Hedwig M. Goeks was born in Germany, came to US in 1888, entered the New York Free Circulating Library in 1890 and eventually headed the Muhlenberg and Ottendorfer branches of the NYFCL.  After the NYFCL consolidated with NYPL in 1901, Goeks remained in charge of the Ottendorfer Branch (which served Manhattan’s German community).  In 1905 she was transferred to the Mott Haven Branch in the Bronx and headed that branch until 1919.  She then transferred to be Branch Librarian at the Epiphany Branch and retired in 1920. 

These job details obscure the fact that Goeks career was an example of how the Library dealt with (or avoided dealing with) difficult staff members.

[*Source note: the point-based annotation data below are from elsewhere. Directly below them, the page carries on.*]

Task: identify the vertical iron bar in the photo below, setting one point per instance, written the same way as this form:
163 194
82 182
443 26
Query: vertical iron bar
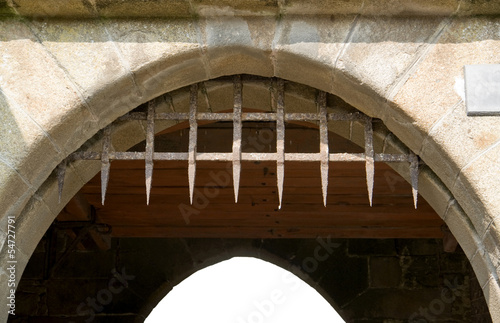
323 144
237 135
414 173
272 89
369 158
204 91
193 134
61 173
280 139
150 137
105 163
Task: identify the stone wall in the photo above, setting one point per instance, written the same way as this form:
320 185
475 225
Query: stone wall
406 70
392 280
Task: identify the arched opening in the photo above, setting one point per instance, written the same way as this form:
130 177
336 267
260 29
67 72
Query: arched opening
243 290
395 254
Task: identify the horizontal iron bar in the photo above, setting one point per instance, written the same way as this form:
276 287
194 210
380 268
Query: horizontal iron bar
312 157
246 116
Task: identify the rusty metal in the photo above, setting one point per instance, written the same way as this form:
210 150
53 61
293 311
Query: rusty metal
237 129
105 162
150 147
369 158
193 139
323 144
414 172
280 139
322 117
61 173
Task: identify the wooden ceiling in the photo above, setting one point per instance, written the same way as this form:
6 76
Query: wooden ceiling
256 215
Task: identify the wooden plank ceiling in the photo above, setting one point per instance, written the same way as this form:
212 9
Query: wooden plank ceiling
256 215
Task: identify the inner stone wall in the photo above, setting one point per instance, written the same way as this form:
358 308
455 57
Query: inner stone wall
391 280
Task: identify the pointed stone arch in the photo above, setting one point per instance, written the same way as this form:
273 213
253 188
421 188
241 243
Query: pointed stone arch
51 106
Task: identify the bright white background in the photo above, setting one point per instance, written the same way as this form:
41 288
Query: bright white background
243 290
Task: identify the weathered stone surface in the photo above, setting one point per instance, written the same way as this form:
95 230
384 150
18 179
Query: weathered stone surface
238 45
306 49
394 48
491 292
462 228
430 91
160 55
481 175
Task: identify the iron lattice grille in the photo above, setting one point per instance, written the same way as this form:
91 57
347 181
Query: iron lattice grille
324 157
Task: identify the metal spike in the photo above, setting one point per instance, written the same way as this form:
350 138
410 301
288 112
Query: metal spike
272 90
105 163
61 173
150 137
193 131
323 144
237 135
369 158
280 139
414 173
204 91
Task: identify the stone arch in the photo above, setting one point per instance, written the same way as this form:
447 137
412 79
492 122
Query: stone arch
433 125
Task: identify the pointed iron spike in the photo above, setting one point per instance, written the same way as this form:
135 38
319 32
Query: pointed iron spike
105 163
237 129
104 180
149 176
414 173
280 138
193 133
369 157
150 135
324 181
281 175
370 171
236 180
324 149
191 175
61 173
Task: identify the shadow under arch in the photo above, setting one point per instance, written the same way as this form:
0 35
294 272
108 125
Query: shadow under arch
45 197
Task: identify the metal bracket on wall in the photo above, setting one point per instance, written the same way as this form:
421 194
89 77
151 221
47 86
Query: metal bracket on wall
323 117
84 228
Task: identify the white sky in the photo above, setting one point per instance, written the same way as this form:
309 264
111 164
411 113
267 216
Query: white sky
243 290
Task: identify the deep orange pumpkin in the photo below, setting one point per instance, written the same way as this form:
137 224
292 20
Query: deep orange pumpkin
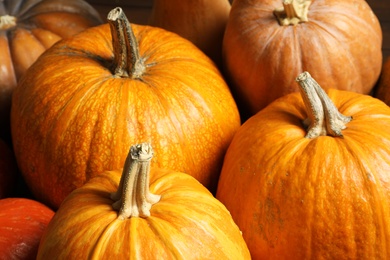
27 29
80 106
316 193
339 41
118 215
8 171
22 223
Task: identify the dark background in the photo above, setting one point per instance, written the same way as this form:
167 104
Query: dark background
138 11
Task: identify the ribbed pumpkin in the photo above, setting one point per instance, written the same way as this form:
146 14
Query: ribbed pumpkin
268 42
312 189
27 29
87 99
120 216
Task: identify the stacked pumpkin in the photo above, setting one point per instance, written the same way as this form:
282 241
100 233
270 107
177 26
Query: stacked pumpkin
304 177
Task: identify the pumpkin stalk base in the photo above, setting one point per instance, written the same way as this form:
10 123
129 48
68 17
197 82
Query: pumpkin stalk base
323 116
126 52
133 198
292 12
7 22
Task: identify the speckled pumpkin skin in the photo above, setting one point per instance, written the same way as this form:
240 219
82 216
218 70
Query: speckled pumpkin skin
322 198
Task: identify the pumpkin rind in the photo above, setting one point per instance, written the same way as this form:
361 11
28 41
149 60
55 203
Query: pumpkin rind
340 44
27 29
186 223
73 118
322 198
22 223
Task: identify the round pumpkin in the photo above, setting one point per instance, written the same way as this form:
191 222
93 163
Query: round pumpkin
27 29
119 215
382 90
203 22
89 97
268 42
8 171
22 222
308 178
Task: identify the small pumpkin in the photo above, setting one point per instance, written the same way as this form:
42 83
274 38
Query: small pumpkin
22 222
27 29
267 43
308 176
119 215
382 90
89 97
202 22
8 171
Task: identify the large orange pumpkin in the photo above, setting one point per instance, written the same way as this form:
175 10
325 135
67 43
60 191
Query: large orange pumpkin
27 29
339 41
120 216
321 192
84 101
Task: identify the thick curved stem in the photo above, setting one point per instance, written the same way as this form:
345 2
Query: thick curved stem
292 12
323 116
133 198
127 58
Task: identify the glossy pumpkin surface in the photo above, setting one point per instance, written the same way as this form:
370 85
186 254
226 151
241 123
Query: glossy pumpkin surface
27 29
339 42
74 117
22 222
185 222
311 198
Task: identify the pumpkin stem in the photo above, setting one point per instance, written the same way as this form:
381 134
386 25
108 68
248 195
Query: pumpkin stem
292 12
133 198
7 22
323 116
126 52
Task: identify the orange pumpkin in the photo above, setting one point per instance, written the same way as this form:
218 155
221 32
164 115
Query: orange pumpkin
8 171
120 216
268 42
382 90
22 223
202 22
89 97
27 29
316 188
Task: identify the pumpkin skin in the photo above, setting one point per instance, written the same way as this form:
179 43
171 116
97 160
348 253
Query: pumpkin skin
203 22
340 44
38 25
72 117
8 171
22 222
322 198
382 89
188 222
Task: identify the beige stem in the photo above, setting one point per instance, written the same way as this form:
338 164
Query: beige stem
133 197
292 12
323 116
126 52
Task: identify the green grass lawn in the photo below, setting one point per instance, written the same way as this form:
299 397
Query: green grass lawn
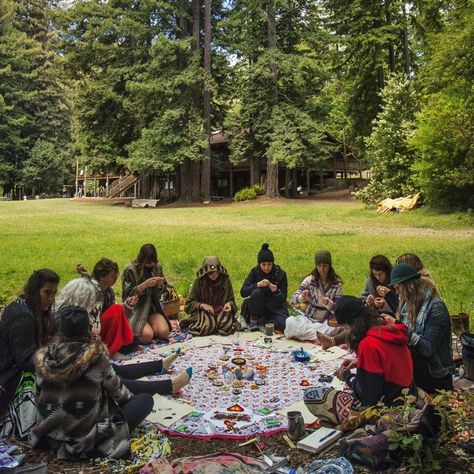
61 233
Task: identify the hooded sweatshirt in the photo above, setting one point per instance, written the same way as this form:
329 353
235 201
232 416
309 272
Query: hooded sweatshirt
384 365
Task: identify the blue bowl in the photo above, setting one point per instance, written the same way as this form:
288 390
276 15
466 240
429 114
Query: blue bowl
301 356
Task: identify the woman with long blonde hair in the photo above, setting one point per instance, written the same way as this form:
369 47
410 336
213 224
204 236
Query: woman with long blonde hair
429 324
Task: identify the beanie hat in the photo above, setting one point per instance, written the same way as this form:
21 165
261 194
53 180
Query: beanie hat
210 265
265 255
348 308
402 273
73 322
323 256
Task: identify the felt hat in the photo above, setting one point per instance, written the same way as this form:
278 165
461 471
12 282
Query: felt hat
73 322
402 273
323 256
348 308
210 265
265 254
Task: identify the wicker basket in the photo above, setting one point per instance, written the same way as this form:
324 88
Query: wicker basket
170 302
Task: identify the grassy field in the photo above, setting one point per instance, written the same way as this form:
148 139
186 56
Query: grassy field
61 233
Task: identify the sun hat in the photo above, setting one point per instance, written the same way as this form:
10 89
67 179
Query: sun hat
323 256
265 254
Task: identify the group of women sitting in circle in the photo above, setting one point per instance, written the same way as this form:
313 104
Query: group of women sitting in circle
89 402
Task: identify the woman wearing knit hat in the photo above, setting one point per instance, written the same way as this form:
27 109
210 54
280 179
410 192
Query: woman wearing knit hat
429 325
210 302
265 288
319 290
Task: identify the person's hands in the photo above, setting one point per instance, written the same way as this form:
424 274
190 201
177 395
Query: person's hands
382 290
344 370
150 282
379 303
305 296
132 300
326 302
207 308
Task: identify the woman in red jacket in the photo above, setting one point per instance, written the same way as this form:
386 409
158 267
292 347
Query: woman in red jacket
384 362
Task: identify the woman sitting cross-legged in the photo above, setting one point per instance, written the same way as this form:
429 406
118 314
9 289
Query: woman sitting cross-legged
384 363
25 325
319 291
429 324
144 278
265 290
109 320
84 409
377 294
210 302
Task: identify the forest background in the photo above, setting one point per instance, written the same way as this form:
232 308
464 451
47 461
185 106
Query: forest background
140 84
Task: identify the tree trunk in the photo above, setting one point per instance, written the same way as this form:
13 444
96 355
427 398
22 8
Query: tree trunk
255 174
406 44
206 162
272 168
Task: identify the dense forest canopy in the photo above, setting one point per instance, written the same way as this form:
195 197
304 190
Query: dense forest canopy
141 84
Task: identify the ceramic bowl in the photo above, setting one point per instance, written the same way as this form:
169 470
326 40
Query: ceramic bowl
301 356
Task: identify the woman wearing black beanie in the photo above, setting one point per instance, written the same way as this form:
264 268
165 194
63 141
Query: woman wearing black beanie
265 288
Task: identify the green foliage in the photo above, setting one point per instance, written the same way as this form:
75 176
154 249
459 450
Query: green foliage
388 148
245 194
445 136
45 168
32 96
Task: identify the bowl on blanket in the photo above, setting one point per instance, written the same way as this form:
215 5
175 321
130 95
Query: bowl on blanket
301 356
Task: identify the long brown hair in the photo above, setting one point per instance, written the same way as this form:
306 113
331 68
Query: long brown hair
44 319
412 294
332 275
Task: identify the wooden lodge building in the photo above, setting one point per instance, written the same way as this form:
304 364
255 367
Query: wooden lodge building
226 178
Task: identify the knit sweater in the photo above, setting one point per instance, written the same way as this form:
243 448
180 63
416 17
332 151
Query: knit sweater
78 414
317 290
384 365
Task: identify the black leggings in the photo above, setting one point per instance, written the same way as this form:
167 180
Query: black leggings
258 307
128 374
137 409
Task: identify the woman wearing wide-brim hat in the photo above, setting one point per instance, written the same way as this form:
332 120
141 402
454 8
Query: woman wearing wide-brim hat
429 324
210 302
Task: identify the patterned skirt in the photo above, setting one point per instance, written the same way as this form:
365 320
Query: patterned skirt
204 324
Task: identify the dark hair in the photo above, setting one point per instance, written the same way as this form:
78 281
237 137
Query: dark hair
44 319
332 275
147 254
359 326
412 260
103 267
380 263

In January 1919 Franklin F. Hopper became the third Chief of NYPL’s Circulation Department.   He immediately was faced with complaints from two staff members at Mott Haven who reported that Goeks “rules by a kind of arbitrary Germanic force”.  Hopper found that many assistants refused to work under her and also that Goeks had alienated many users in the neighborhood.   Hopper considered demoting her but recognized that no Branch Librarian would accept her on their staff.  Instead Goeks was transferred to be Branch Librarian at the Epiphany Branch, in a less busy neighborhood.  Within months, Hopper received a letter from six users of Epiphany complaining about Goeks and labeling her a “persona non grata”.   After some negotiation, Goeks agreed to retire with an allowance of $85 per month, reported to be the largest ever given by the Library.

Unfortunately for Goeks that was not the end of the story.  In 1932, the foundation that annually donated money to NYPL to pay for retirement allowances was forced to reduce its gift.  NYPL in turn cut Goeks allowance.  Two years later, when another Branch Librarian was becoming “more and more undependable and erratic”, NYPL cut the allowance of four retirees (including Goeks) to free up money to support this new retiree.

Goeks’ career illustrates the degree to which NYPL felt an obligation to retain difficult or enfeebled librarians in the period before NYC librarians obtained guaranteed pensions.  It also illustrates the strains this paternalistic policy imposed on the Library, other staff members, and users.